The Architecture of Our Blood

The Architecture of Our Blood by Amanda Wenisch

I can learn nothing from trees
about the architecture of our blood.
What use is there in tracing back a line
to Scottish chicken farmers, hungry Irish, or curly-headed Brits?
I know it full in my prints —
the anger in the angles,
the beams of thick spiritual zest,
the floors muddy and beaten by the anxious pacing of our wide feet,
and this house sinking into sands, floor by floor,
until the roof is swallowed by time.

7.14.15 – 5.8.20

7.14.15 by Amanda Wenisch

Squash blossoms open into five-point stars
And wave in a constellation from the garden, promising fruit soon.
Today, New Horizons showed us Pluto after soaring through space for nine years.
It shakes loose in me some doubt of God.
How can in this vastness anything be sure?
How can anything see me, know me, love me, save me?
The breeze pushes through the squash stars, and they dance.
Then too I see the shaking marigolds, yellow dwarfs casting light in the gloomy rain.
I hear the Psalmist sing from them:
Where can I go from your Spirit?
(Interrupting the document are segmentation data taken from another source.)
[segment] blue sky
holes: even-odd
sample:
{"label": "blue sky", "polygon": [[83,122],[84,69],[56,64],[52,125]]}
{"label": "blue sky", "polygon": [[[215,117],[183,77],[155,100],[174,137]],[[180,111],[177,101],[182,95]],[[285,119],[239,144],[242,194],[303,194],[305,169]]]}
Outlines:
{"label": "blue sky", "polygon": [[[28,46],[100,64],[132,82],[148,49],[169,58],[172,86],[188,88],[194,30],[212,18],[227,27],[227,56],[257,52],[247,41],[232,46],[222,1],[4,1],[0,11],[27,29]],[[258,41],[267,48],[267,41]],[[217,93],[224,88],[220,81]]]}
Where can I flee from your presence?

I wrote that poem five years ago. Back then I still fretted some over my doubt, but these days I embrace it. When I start to feel the ground shake under me, I’ve accepted that God is big enough and loving enough to handle my fear and doubts. When I go full-doubt, all squinting and cynical, He does not throw at me wrath or shame. He follows me there.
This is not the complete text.